Los analíticos desprecian la importancia de los medios materiales que fijan el significado y permiten cambiarlo. Los continentales se han vuelto adictos a la inestabilidad y no entienden bien la cuestión de cómo se estabilizan nuestras prácticas. Hay una tensión aquí entre dogmáticos y escépticos que debemos examinar con más cuidado.

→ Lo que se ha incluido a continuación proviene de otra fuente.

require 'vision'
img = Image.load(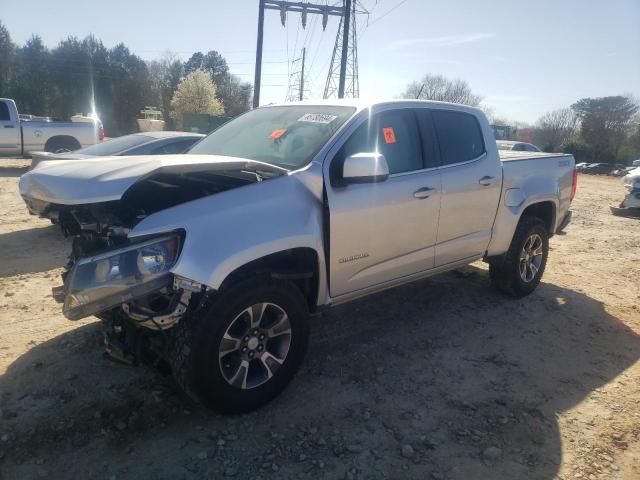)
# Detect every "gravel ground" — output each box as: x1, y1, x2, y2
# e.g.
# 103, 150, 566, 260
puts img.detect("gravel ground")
0, 159, 640, 480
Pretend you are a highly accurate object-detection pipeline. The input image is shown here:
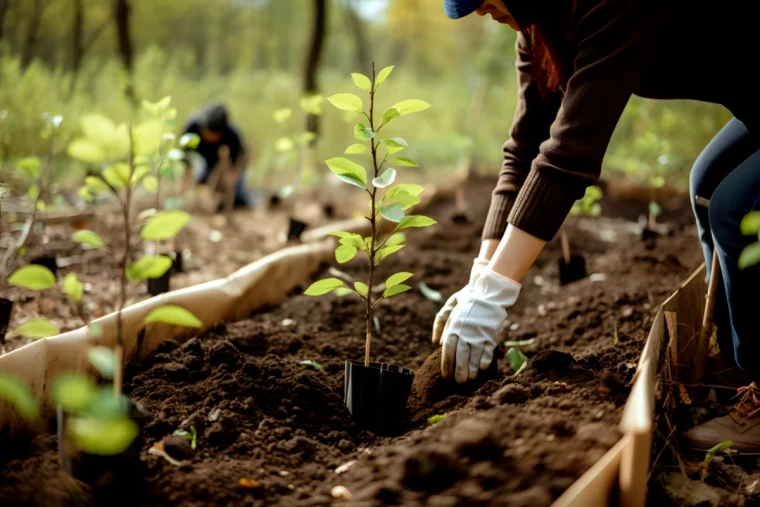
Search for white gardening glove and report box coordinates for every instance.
[433,257,488,344]
[441,268,522,384]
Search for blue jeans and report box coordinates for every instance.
[691,118,760,382]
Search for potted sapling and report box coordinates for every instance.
[305,64,436,432]
[558,185,602,285]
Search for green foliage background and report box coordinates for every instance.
[0,0,730,189]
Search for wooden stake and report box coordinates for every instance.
[559,231,570,266]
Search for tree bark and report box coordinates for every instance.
[303,0,327,146]
[113,0,135,100]
[21,0,44,69]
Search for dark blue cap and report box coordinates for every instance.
[443,0,483,19]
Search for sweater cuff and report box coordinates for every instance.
[509,170,576,242]
[481,193,517,241]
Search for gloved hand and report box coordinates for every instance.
[433,257,488,344]
[441,268,522,384]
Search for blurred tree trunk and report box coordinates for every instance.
[21,0,44,69]
[113,0,135,101]
[343,0,372,75]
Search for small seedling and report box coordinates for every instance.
[701,440,734,481]
[298,361,325,371]
[174,426,198,450]
[428,412,449,425]
[305,64,436,366]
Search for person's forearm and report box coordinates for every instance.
[481,224,546,283]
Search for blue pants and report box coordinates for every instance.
[691,118,760,382]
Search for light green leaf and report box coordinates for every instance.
[143,305,203,328]
[178,133,201,150]
[739,241,760,269]
[385,272,414,289]
[8,264,55,290]
[0,371,39,422]
[87,347,117,379]
[304,278,343,296]
[68,417,138,456]
[325,157,367,189]
[343,143,369,155]
[71,229,104,248]
[372,168,396,188]
[354,282,369,297]
[739,211,760,236]
[375,245,405,265]
[335,245,358,264]
[127,255,172,280]
[13,319,60,340]
[351,72,372,92]
[380,203,406,225]
[16,157,42,180]
[388,157,420,167]
[354,123,375,141]
[62,273,84,302]
[375,65,394,89]
[383,283,412,298]
[327,93,364,113]
[140,210,190,241]
[396,215,438,231]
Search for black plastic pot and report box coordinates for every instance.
[288,218,307,241]
[0,298,13,343]
[57,400,150,486]
[558,255,588,285]
[32,255,58,275]
[344,359,414,433]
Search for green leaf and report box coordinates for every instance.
[354,123,375,141]
[380,203,406,222]
[87,347,117,379]
[383,107,401,124]
[143,305,203,328]
[385,271,414,289]
[391,99,430,116]
[62,273,84,302]
[0,371,39,422]
[13,318,60,340]
[388,157,420,167]
[325,157,367,189]
[68,417,138,456]
[396,215,438,231]
[383,283,412,298]
[428,413,449,424]
[739,211,760,236]
[71,229,104,248]
[178,133,201,150]
[8,264,56,290]
[354,282,369,297]
[298,361,325,371]
[142,174,158,194]
[375,65,394,89]
[507,348,528,373]
[343,143,369,155]
[140,210,190,241]
[375,245,405,265]
[372,168,396,188]
[16,157,42,180]
[304,278,343,296]
[335,245,358,264]
[739,241,760,269]
[327,93,364,113]
[351,72,372,92]
[127,255,172,281]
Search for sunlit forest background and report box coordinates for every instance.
[0,0,730,190]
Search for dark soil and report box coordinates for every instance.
[0,180,701,506]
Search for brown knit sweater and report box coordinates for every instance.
[483,0,760,241]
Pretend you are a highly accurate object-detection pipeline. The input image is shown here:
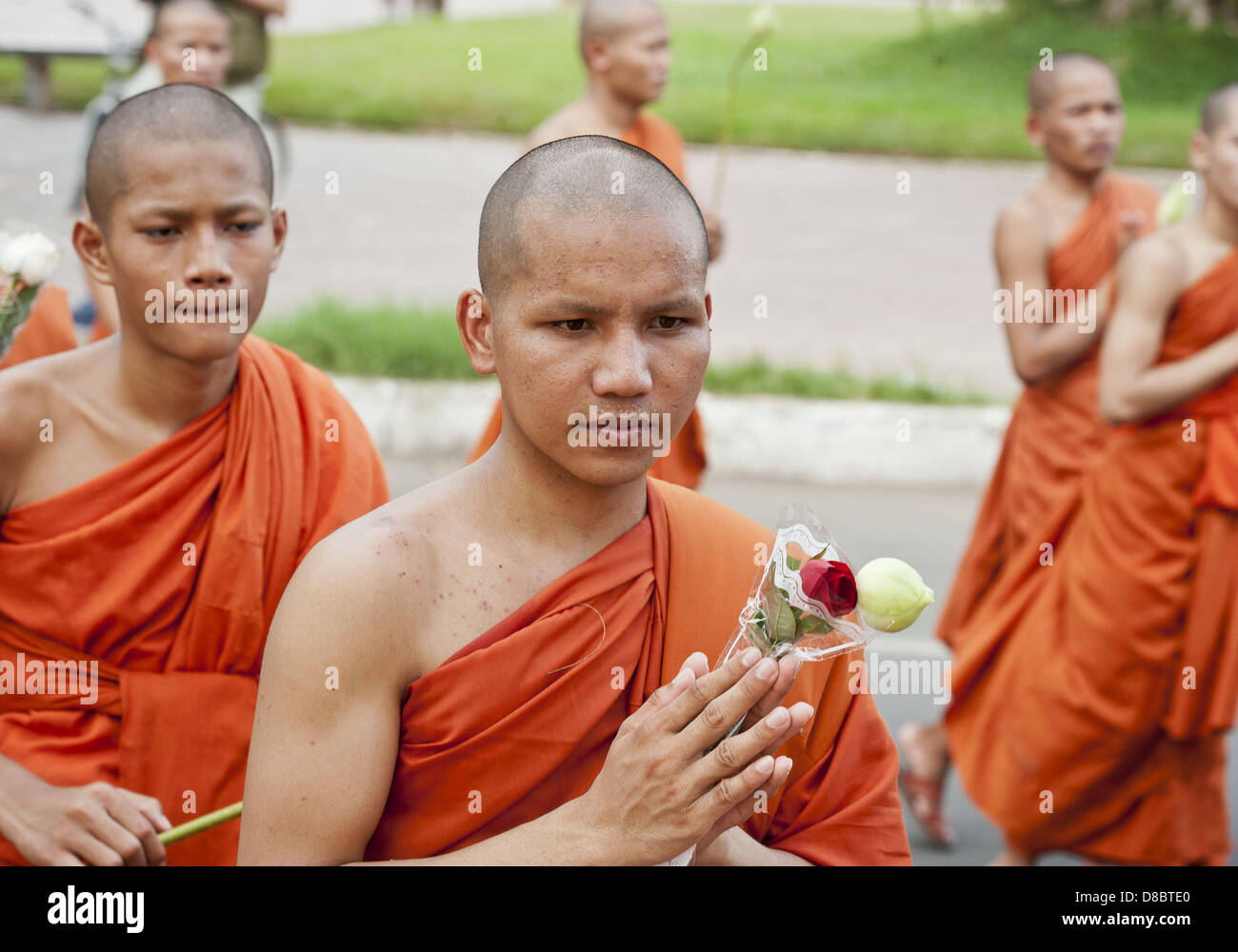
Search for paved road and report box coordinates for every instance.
[388,461,1238,865]
[0,108,1172,396]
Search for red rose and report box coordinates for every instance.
[800,558,858,618]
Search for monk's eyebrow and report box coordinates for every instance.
[648,294,701,314]
[548,297,610,317]
[135,202,263,222]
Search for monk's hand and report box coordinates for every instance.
[573,648,811,864]
[5,775,172,866]
[701,209,725,261]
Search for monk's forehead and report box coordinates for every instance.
[155,0,230,36]
[1040,59,1122,109]
[512,198,702,264]
[110,135,265,202]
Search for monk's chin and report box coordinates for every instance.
[560,446,655,489]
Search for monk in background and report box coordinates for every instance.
[946,84,1238,865]
[0,84,388,865]
[240,136,910,865]
[468,0,723,489]
[899,53,1158,845]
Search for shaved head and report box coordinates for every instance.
[477,135,709,307]
[151,0,228,36]
[1200,83,1238,135]
[1028,53,1117,110]
[86,83,275,230]
[581,0,661,57]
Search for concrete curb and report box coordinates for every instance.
[331,375,1010,486]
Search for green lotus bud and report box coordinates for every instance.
[855,558,932,631]
[1156,182,1188,228]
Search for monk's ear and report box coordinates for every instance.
[455,288,495,374]
[271,208,289,271]
[1189,129,1212,172]
[1024,109,1045,149]
[73,215,111,288]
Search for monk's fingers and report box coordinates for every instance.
[649,647,762,732]
[106,790,165,866]
[740,655,804,730]
[116,787,172,833]
[762,701,812,754]
[615,651,709,741]
[697,757,792,854]
[686,707,804,790]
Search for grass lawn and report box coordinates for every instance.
[0,3,1238,168]
[255,298,995,404]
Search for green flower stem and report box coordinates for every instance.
[158,800,243,845]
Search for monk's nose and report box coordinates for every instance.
[185,228,232,288]
[593,330,653,397]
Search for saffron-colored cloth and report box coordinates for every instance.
[0,337,389,864]
[468,111,707,489]
[0,285,111,370]
[366,479,910,864]
[937,174,1158,648]
[946,242,1238,864]
[0,285,77,370]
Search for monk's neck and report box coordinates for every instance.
[114,333,239,432]
[477,433,647,553]
[585,78,640,137]
[1200,196,1238,245]
[1045,162,1109,198]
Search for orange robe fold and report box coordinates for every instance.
[937,174,1158,648]
[946,242,1238,864]
[0,337,388,864]
[366,481,910,864]
[468,112,706,489]
[0,285,77,370]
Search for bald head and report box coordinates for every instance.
[151,0,228,36]
[477,135,709,307]
[1200,83,1238,135]
[1028,53,1117,110]
[581,0,663,57]
[86,83,275,230]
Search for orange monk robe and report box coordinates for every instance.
[0,285,77,370]
[468,112,706,489]
[946,251,1238,864]
[366,481,911,865]
[0,337,388,864]
[937,174,1158,650]
[0,279,119,370]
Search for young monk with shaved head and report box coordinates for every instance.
[899,53,1156,845]
[240,136,910,864]
[469,0,723,489]
[946,84,1238,865]
[0,84,388,865]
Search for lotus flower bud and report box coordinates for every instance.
[1156,182,1189,228]
[855,558,932,631]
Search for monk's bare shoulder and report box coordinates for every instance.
[280,474,477,688]
[994,189,1048,254]
[0,347,96,512]
[1118,222,1191,302]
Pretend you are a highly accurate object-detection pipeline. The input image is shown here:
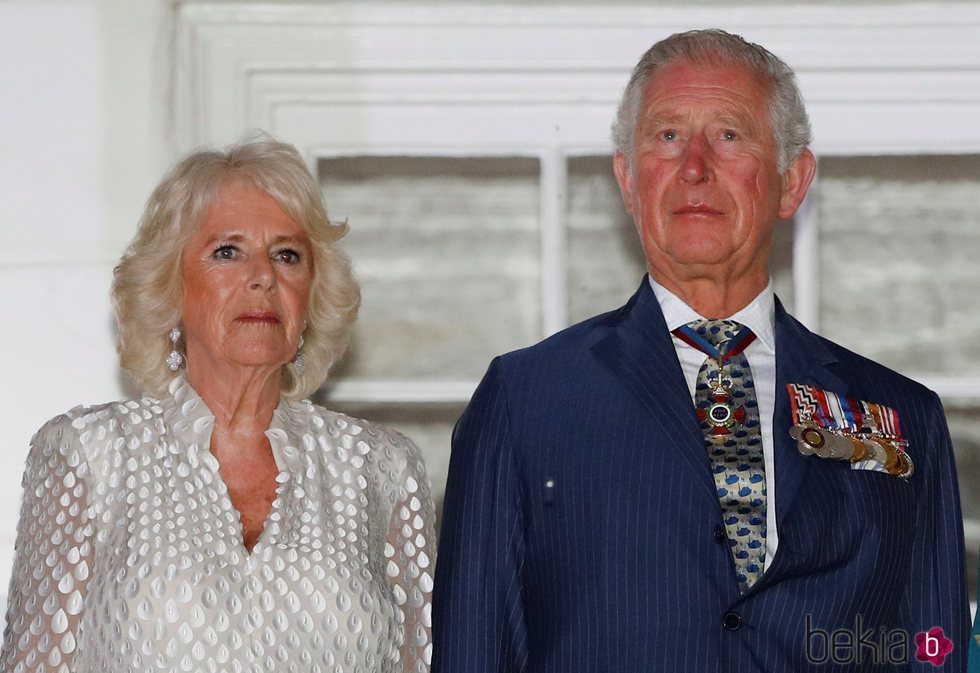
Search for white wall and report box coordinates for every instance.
[0,0,168,604]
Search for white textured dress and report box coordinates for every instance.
[0,378,435,673]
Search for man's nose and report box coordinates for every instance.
[680,136,712,184]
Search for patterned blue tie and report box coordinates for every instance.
[674,320,766,592]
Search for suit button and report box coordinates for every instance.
[721,612,742,631]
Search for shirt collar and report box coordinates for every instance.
[647,276,776,353]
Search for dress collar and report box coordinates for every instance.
[161,376,301,471]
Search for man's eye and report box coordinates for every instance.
[275,248,300,264]
[211,245,238,259]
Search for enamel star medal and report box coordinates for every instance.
[673,325,756,443]
[697,363,745,441]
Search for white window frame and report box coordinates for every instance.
[174,2,980,402]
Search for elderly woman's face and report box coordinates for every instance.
[181,182,313,376]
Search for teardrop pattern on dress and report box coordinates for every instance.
[0,378,435,673]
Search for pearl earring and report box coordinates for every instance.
[293,334,303,376]
[166,327,184,372]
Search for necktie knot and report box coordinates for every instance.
[673,319,755,362]
[687,320,742,353]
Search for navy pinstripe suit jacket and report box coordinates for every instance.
[433,279,969,673]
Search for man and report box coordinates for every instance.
[433,31,968,673]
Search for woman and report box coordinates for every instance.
[0,135,434,673]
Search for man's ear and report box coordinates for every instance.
[613,150,633,215]
[779,150,817,220]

Un ejemplo: últimamente, millones de personas han recorrido las calles de las ciudades españolas tomando la palabra para decir: "lo llaman democracia y no lo es". La frase es muy profunda  y plantea un problema ante el que los dogmáticos y escépticos desarrollan de nuevo su infinito juego inacabable. Hay dogmáticos de toda laya: los institucionalistas que nos han intentado educar en los últimos treinta años sobre "lo que significa democracia", que incluso ha tenido su expresión en esa asignatura de intención autoritaria que se llamó "educación para la ciudadanía" (que la derecha odia por razones contrapuestas a las que esgrimiría con más tiempo). Hay también presuntos revolucionarios del lenguaje que creen que se puede fijar el significado acudiendo a un hipotético origen filológico (Agamben es mi autor favorito de conservador dogmático que pasa por revolucionario). Enfrente de los señores del significado están los ácratas del significado para quienes poco importa lo que signifiquen las palabras pues todo lo que importa es quiénes mandan. También se equivocan al no pensar en la importancia de la estabilidad, incluso para entender la inestabilidad. Pero tienen razón en que es tiempo de extender algunos significados que habían perdido ya su función comunicativa y organizadora de la realidad. Cuando millones de personas toman la palabra es una locura pensar que los señores del significado pueden aún creer en que se pueden fijar las condiciones necesarias y suficientes que aíslen a los conceptos de la deriva de la historia. Devolvamos la palabra para que el juego de la historia siga.